Jean DAIVE, Penser la perception, Atelier contemporain, 2022, 25 €, ISBN : 978-2-85035-063-4
Troisième volet du cycle Le monde encore une fois, Penser la perception fait suite aux ouvrages L’exclusion (2015) et Pas encore une image (2020) pour interroger le rapport, très vaste et large, de la parole à l’image. Somme d’interviews et de textes consacrés à divers artistes, Penser la perception se consacre pour sa part essentiellement à la question de la sensation au travers de la photographie, du film et de l’écriture.
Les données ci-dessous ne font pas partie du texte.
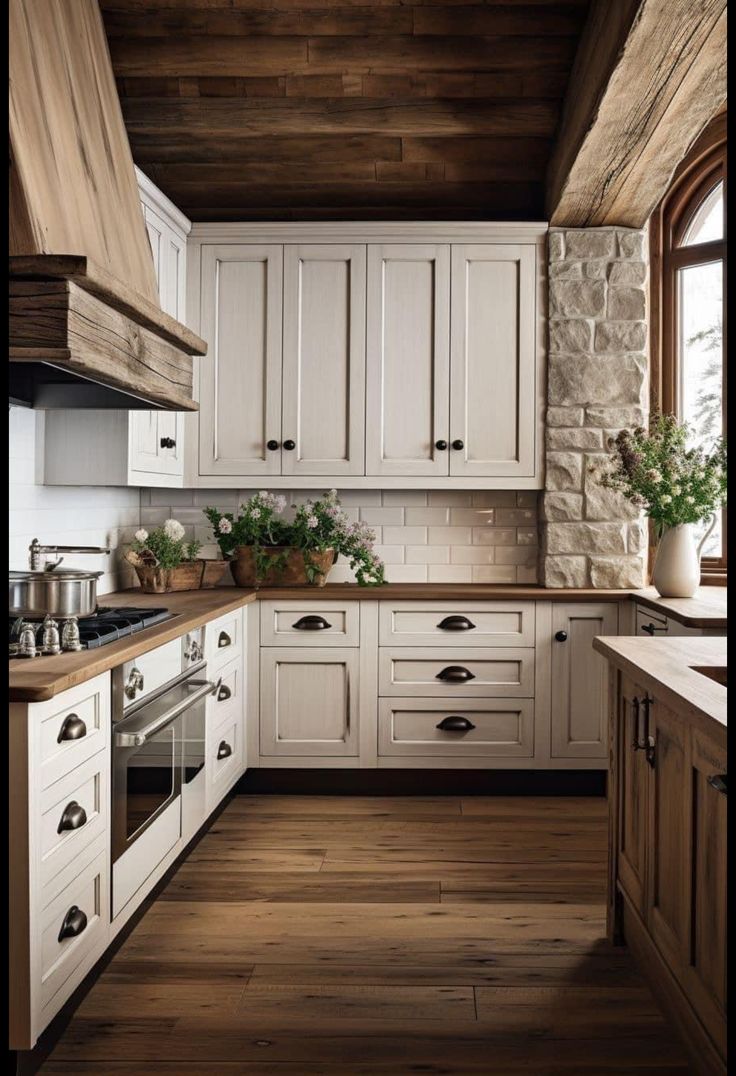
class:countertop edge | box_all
[632,589,727,628]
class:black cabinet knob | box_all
[452,439,464,450]
[217,740,233,760]
[436,665,476,683]
[217,684,232,702]
[57,713,87,744]
[436,715,476,732]
[266,440,280,451]
[292,615,332,631]
[435,440,448,451]
[555,630,568,642]
[437,615,476,631]
[160,437,176,449]
[283,439,296,450]
[58,905,88,943]
[57,801,88,834]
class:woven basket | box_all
[229,546,335,588]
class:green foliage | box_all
[592,413,727,534]
[129,520,201,569]
[204,490,385,587]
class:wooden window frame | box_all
[649,111,727,583]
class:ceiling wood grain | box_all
[101,0,591,220]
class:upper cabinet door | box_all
[199,245,283,477]
[450,244,537,478]
[282,245,366,476]
[366,244,450,477]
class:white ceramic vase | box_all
[651,518,715,598]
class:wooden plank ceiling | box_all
[101,0,591,221]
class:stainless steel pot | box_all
[9,568,104,619]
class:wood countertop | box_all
[631,586,727,628]
[8,582,723,703]
[593,635,727,744]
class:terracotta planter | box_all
[229,546,335,588]
[132,560,205,594]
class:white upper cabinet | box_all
[189,223,545,489]
[198,245,283,477]
[366,244,450,477]
[450,244,537,479]
[282,245,366,476]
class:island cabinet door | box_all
[616,677,651,919]
[646,699,691,986]
[683,728,727,1055]
[282,245,366,476]
[365,244,450,477]
[449,244,537,479]
[260,648,359,757]
[198,244,283,477]
[550,603,618,758]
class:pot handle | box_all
[696,515,717,561]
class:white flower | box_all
[258,491,268,499]
[671,485,681,496]
[164,518,185,541]
[134,528,148,543]
[250,507,261,520]
[218,518,232,534]
[646,469,662,484]
[274,495,287,514]
[306,514,319,528]
[660,494,672,505]
[685,495,696,504]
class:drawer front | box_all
[207,712,244,812]
[38,752,109,893]
[40,848,109,1012]
[38,674,110,790]
[208,657,244,728]
[260,601,360,647]
[379,698,534,758]
[205,610,243,670]
[121,638,183,710]
[378,647,534,697]
[635,606,668,637]
[379,602,535,648]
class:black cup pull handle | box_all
[217,740,233,760]
[437,615,476,631]
[58,905,88,943]
[708,774,727,795]
[436,716,476,732]
[57,713,87,744]
[436,666,476,683]
[218,631,231,648]
[217,684,232,702]
[57,801,88,834]
[292,615,332,631]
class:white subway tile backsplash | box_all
[449,507,494,526]
[383,565,428,583]
[428,491,471,506]
[373,545,405,564]
[428,564,472,583]
[382,490,427,506]
[495,508,537,525]
[406,545,450,564]
[404,507,450,526]
[471,492,517,507]
[495,546,537,566]
[428,526,472,546]
[471,566,517,583]
[382,525,427,545]
[472,528,518,546]
[450,546,495,565]
[359,507,404,525]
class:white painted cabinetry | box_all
[43,168,190,487]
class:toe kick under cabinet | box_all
[251,599,619,770]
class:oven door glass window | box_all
[122,726,179,841]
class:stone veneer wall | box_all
[541,227,648,589]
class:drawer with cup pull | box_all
[38,751,108,892]
[378,647,535,697]
[378,698,534,758]
[206,714,244,812]
[260,601,359,647]
[38,672,110,790]
[635,606,669,637]
[39,847,109,1013]
[208,658,243,727]
[379,603,535,648]
[205,610,243,670]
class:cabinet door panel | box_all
[450,244,536,478]
[551,603,618,758]
[617,678,649,917]
[199,245,282,476]
[366,244,450,477]
[260,648,358,757]
[282,245,366,475]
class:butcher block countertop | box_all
[593,635,727,743]
[8,582,721,703]
[631,585,727,628]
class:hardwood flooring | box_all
[40,795,692,1075]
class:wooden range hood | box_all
[9,0,206,411]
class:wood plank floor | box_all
[40,795,692,1075]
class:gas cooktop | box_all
[9,606,177,652]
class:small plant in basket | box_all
[125,519,205,593]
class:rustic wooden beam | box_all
[546,0,727,227]
[10,280,198,412]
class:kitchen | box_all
[8,1,727,1073]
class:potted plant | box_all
[203,490,385,587]
[125,519,227,592]
[592,413,727,597]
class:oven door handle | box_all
[114,677,222,747]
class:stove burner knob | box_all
[124,666,144,699]
[185,637,203,663]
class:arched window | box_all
[650,112,726,577]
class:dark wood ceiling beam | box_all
[546,0,727,227]
[127,133,404,164]
[101,0,589,11]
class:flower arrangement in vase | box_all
[203,490,385,587]
[593,413,727,597]
[125,519,227,592]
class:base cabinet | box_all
[550,603,618,759]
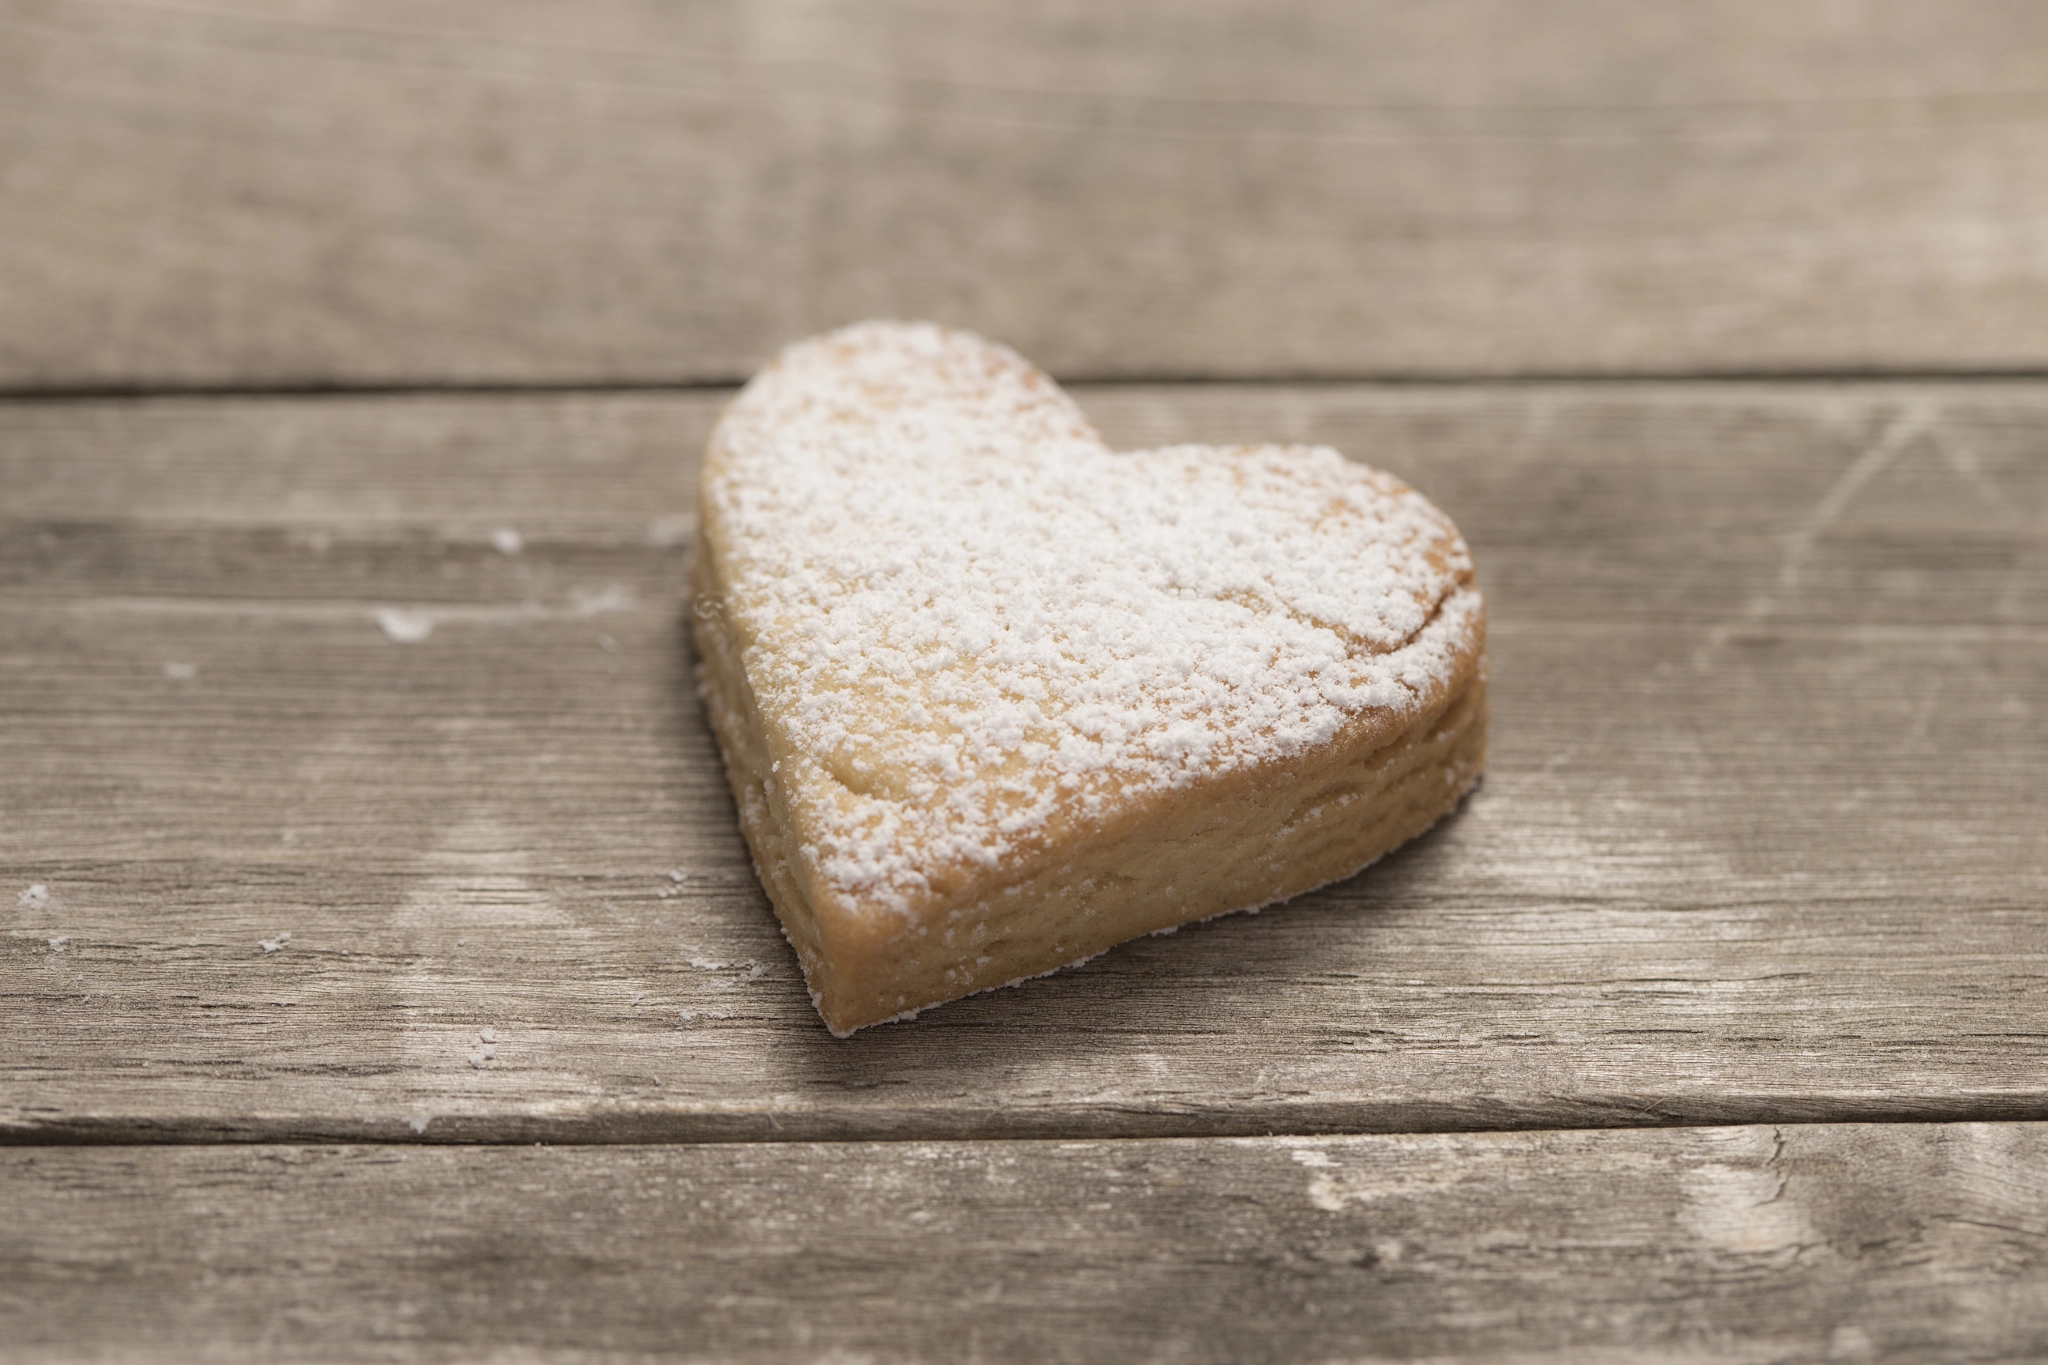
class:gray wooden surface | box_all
[8,2,2048,1359]
[5,385,2044,1148]
[8,1,2048,387]
[8,1123,2048,1363]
Comme l’écrit Jean Daive dans l’avant-propos, « Il y a très tôt une fébrilité visuelle ou acoustique qui stimule sans toutefois l’expliquer le déplacement (notre déplacement) et cherche néanmoins à comprendre ses étendues sinon son existence et ses liaisons. »
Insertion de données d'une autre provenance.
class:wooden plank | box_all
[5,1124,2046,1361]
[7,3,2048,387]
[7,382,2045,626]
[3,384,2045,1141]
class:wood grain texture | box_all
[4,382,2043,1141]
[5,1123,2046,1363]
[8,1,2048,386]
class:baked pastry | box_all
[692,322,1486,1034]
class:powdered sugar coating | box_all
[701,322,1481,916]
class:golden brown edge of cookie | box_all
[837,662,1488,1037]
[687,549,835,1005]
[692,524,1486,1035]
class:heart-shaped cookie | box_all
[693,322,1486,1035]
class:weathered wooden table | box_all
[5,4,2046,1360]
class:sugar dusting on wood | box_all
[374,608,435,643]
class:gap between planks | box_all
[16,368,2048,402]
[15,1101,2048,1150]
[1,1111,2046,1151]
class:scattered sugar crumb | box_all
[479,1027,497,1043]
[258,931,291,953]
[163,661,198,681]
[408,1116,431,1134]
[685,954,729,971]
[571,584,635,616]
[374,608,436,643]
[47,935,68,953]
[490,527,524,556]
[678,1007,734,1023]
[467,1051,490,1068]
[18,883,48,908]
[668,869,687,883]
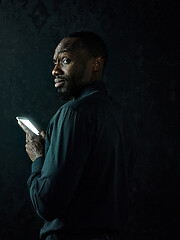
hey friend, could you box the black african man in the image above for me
[18,31,137,240]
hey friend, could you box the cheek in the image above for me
[67,67,79,79]
[66,63,86,81]
[65,65,75,76]
[74,64,86,76]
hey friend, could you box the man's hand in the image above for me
[18,120,46,162]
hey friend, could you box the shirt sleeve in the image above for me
[27,107,93,221]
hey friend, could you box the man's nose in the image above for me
[52,64,64,76]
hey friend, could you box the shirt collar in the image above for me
[75,80,108,101]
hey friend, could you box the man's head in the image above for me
[52,31,107,100]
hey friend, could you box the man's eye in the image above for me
[62,57,71,65]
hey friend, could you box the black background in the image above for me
[0,0,179,239]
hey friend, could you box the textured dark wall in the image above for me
[0,0,179,239]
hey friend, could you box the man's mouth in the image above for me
[54,78,66,88]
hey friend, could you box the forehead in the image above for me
[54,37,88,58]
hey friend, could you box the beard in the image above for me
[56,70,85,102]
[57,80,73,102]
[57,86,72,102]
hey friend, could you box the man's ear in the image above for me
[92,57,104,72]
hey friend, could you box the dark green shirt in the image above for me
[27,80,137,239]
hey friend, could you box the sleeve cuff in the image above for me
[31,156,44,173]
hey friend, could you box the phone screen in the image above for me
[16,117,40,135]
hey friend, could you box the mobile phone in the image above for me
[16,117,40,135]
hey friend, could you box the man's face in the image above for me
[52,37,93,100]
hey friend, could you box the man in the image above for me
[18,31,137,240]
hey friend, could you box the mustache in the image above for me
[55,76,68,82]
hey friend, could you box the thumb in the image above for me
[40,130,46,140]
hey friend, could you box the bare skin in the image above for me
[20,37,104,162]
[18,120,46,162]
[52,37,104,99]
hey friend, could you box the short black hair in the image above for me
[65,31,108,71]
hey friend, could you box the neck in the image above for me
[72,78,103,100]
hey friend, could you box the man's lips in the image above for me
[54,78,66,88]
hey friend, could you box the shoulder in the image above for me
[48,89,123,132]
[48,98,91,130]
[54,91,104,118]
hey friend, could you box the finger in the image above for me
[25,144,31,155]
[25,143,28,152]
[18,120,33,136]
[40,130,46,140]
[26,134,30,143]
[26,134,36,146]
C’est ainsi que Jean Daive (entre autres poète, traducteur et animateur de radio) a arpenté, en l’occurrence en sa qualité d’intervieweur, divers lieux (de Neuilly-sur-Seine à Rome, en passant notamment par Paris ou Londres) à la rencontre de divers artistes tels que Jean-Luc Godard, Jean-Marie Straub et Danièle Huillet, Chantal Akerman, Marguerite Duras, Francis Ponge, Pierre Tal Coat et André du Bouchet, Antoine d’Agata, Niki de Saint-Phalle et Jean Tinguely (pour n’en citer que quelques-uns).
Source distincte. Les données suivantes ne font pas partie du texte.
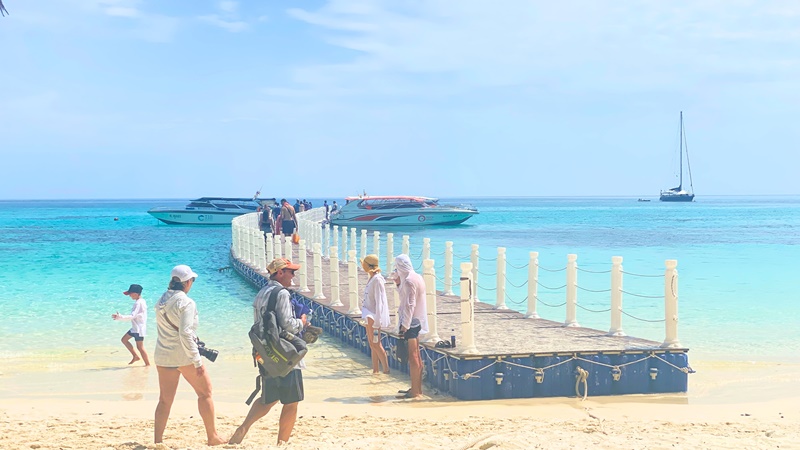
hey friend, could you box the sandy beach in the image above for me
[2,339,799,450]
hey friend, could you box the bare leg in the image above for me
[365,319,380,373]
[121,333,139,364]
[154,366,180,443]
[277,402,298,444]
[229,398,278,444]
[367,319,390,374]
[179,365,225,446]
[407,338,423,397]
[135,340,151,366]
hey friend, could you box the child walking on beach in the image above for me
[112,283,151,366]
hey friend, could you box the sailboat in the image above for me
[659,111,695,202]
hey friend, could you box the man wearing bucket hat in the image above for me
[230,257,308,446]
[112,283,151,366]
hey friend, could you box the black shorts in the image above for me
[262,369,304,405]
[403,325,421,340]
[282,221,296,236]
[126,331,144,342]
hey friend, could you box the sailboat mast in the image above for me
[679,111,684,190]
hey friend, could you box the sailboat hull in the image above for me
[659,193,695,202]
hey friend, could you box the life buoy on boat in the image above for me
[418,215,426,222]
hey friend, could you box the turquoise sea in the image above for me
[1,197,799,377]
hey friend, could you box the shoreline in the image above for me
[2,338,799,449]
[2,359,798,449]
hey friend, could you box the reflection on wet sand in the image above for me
[121,366,149,401]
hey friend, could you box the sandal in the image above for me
[434,340,452,349]
[396,391,415,399]
[397,389,410,394]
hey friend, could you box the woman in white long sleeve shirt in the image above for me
[361,254,391,374]
[153,265,224,447]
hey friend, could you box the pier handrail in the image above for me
[235,210,683,348]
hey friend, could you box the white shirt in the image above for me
[114,298,147,336]
[154,290,202,368]
[398,271,429,334]
[362,273,391,329]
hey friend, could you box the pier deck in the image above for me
[232,247,690,400]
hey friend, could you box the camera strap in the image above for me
[161,309,180,332]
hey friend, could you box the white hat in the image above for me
[171,264,198,282]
« Comment peindre en vue de déterminer l’espace dont nous sommes une construction vivante, éprouvée de manière sensible et qui ne tire une image que d’une science de la nature comme méthode ? », (s’)interroge Daive à propos de Georges Braque. Cette question ainsi formulée donne l’une des clés d’appréhension de cet ouvrage qui, à l’instar d’un film ou d’un feuilleton, se divise en six épisodes, que viennent rythmer des photographies ou des documents de certains interviewés. La dimension de l’espace – observé, interrogé, retourné, condensé, saisi dans l’instant ou dans la mémoire, encré sur une page ou déroulé sur une pellicule – est l’un des fils rouges des interviews. C’est à partir de l’espace que l’échange entre Jean Daive et les artistes est amorcé.
Exercice aussi difficile que délicat selon les tempéraments des uns et des autres, l’interview devient ici un geste artistique à part entière posé par Jean Daive, en ce que cet exercice implique une qualité d’écoute qui impose moins qu’elle ne propose. Les interviews agissent alors comme un révélateur photographique, développant la ou les sensations qui ont présidé à la mise en mouvement d’une idée ou à l’élaboration d’un projet, d’un film, d’une photographie, d’un livre.
Outre l’intérêt que suscitent ces échanges pour nous, lecteurs, cet ouvrage, par la multiplicité des approches artistiques qu’il ouvre en son sein, donne à pressentir au travers de chaque échange la singularité de chaque artiste au départ de sa parole, de son corps, de son incarnation. Jean Daive en dévoile la cohérence : « (…) tel est l’enjeu du livre : il raconte les vies du mouvement ».